If you spent Thursday afternoon wading through rainwater in the heart of the city and wondering what it would take for the streets not to be flooded by a sharp shower, the answer was blowing in the moisture-laden winds.
Rs 500 crore, smartly spent over three years, is what it will take to rid core Calcutta of its waterlogging woes.
The script for the giant sewer-revamp scheme is being co-authored by the Calcutta Municipal Corporation (CMC), and the Jawaharlal Nehru Urban Renewal Mission.

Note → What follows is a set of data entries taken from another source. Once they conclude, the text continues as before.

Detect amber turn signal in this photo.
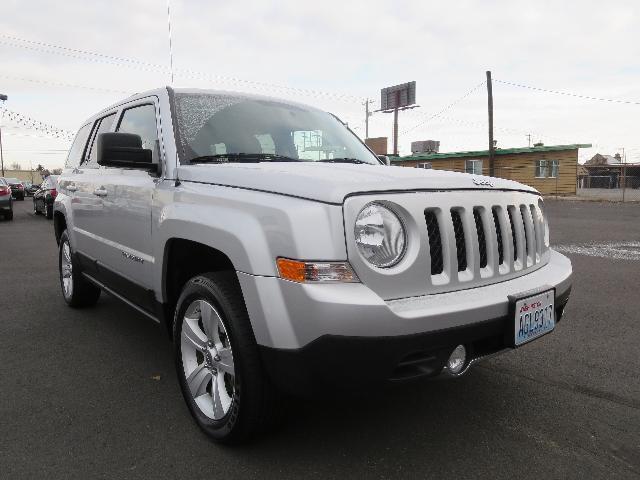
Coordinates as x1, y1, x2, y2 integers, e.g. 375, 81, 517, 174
276, 258, 359, 283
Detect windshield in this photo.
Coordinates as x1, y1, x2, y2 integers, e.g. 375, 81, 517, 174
173, 92, 379, 165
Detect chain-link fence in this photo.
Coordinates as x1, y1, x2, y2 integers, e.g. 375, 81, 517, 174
577, 165, 640, 202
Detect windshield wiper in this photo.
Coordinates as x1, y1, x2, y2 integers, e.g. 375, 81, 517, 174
190, 153, 300, 164
318, 158, 367, 164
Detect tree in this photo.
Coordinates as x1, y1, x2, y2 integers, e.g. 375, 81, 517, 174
9, 162, 21, 170
51, 168, 62, 175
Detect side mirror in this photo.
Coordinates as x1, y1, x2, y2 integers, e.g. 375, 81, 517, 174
97, 132, 154, 170
378, 155, 391, 166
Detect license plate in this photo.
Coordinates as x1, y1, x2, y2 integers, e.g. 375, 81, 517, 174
513, 289, 555, 346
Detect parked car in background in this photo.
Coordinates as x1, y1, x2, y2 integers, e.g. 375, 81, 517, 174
0, 178, 13, 220
33, 175, 58, 219
23, 181, 38, 197
4, 178, 25, 200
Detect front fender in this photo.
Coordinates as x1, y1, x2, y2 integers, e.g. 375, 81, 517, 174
152, 181, 347, 302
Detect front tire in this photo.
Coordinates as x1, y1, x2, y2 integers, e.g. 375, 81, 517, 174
46, 204, 53, 219
173, 272, 282, 444
59, 230, 101, 307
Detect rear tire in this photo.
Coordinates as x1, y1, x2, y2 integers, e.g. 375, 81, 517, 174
5, 210, 13, 221
59, 229, 101, 308
33, 200, 40, 215
173, 272, 283, 444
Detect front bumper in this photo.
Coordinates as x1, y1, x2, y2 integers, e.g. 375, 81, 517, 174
238, 250, 572, 393
260, 288, 569, 394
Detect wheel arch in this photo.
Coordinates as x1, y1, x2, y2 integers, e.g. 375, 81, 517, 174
161, 238, 244, 339
53, 211, 67, 245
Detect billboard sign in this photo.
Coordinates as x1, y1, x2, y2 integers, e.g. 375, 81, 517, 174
381, 81, 416, 110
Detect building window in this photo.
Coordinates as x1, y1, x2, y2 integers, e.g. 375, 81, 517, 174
465, 159, 483, 175
416, 162, 432, 169
535, 159, 559, 178
535, 160, 548, 178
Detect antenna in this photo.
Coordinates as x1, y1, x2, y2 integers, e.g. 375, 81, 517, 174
166, 0, 175, 86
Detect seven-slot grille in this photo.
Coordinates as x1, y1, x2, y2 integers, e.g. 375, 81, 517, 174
424, 201, 547, 282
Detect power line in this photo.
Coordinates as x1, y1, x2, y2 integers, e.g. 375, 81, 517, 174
0, 34, 366, 103
495, 79, 640, 106
401, 81, 486, 135
0, 74, 132, 94
1, 107, 75, 141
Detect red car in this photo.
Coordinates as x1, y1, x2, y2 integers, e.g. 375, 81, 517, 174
0, 178, 13, 220
4, 177, 25, 200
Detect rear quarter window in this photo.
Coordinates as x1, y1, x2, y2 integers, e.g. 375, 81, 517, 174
65, 123, 92, 169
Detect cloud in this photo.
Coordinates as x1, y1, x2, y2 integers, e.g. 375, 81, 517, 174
0, 0, 639, 168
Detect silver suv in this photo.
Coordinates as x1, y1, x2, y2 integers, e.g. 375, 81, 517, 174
54, 87, 572, 443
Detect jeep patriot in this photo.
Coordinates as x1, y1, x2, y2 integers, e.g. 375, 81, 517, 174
54, 87, 572, 443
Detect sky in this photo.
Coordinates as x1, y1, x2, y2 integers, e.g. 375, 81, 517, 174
1, 0, 639, 170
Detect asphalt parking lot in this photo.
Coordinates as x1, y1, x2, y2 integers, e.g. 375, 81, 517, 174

And what will Rs 500 crore ensure for command area Tallah to Tollygunge'
• Desilting 176-km brick sewer and 1,500-km trunk sewer
• Repairing brick sewer
• Importing trenchless technology from Bangkok
• Dredging Bagjola Canal and Tollygunge-Panchannagram channel
When an urban renewal mission team came calling last month, the CMC had petitioned it for Rs 100 crore to tone up the drainage system in the core area. The central team had urged the civic body to think of a larger scheme, pointing to a proposed Mumbai makeover model.
The 36-month plan will be the biggest sewer revamp programme for the Tallah-to-Tollygunge belt post-Independence, confirmed mayor Bikash Ranjan Bhattacharyya.
“Since it is not possible to dig up all the thoroughfares, we are planning to introduce trenchless technology in cleaning and repairing the brick sewers. One of our deputy chief engineers is now in Singapore to study the trenchless method,” said municipal commissioner Alapan Bandyopadhyay.
The aim of the sewer-revamp scheme will be to restore the draining-out capacity of the underground brick sewers to what it was from 1876 to 1900. In order to achieve this, a three-pronged strategy is being drawn up by the CMC’s civil engineering department.
First up, the cleaning of the brick sewers and trunk (big diameter) sewers, repairing of the brick sewers and dredging of some outfall channels dropped from the Asian Development Bank-funded Calcutta Environment Improvement Project.
About 70 per cent of the budget will be used to clear the solidified silt from the brick sewers, with the sewers less than 4.5-inch in diameter being the first clean-up target.
As a second step, the brick sewers will be repaired and strengthened to pre-empt collapse, post-clean-up.
In the third stage, Bagjola canal, Tollygunge-Panchannagram channel and several other minor outfall channels will be dredged.
Municipal commissioner Bandyopadhyay said the CMC will shell out Rs 250 crore and the rest will be shared by the central and state governments.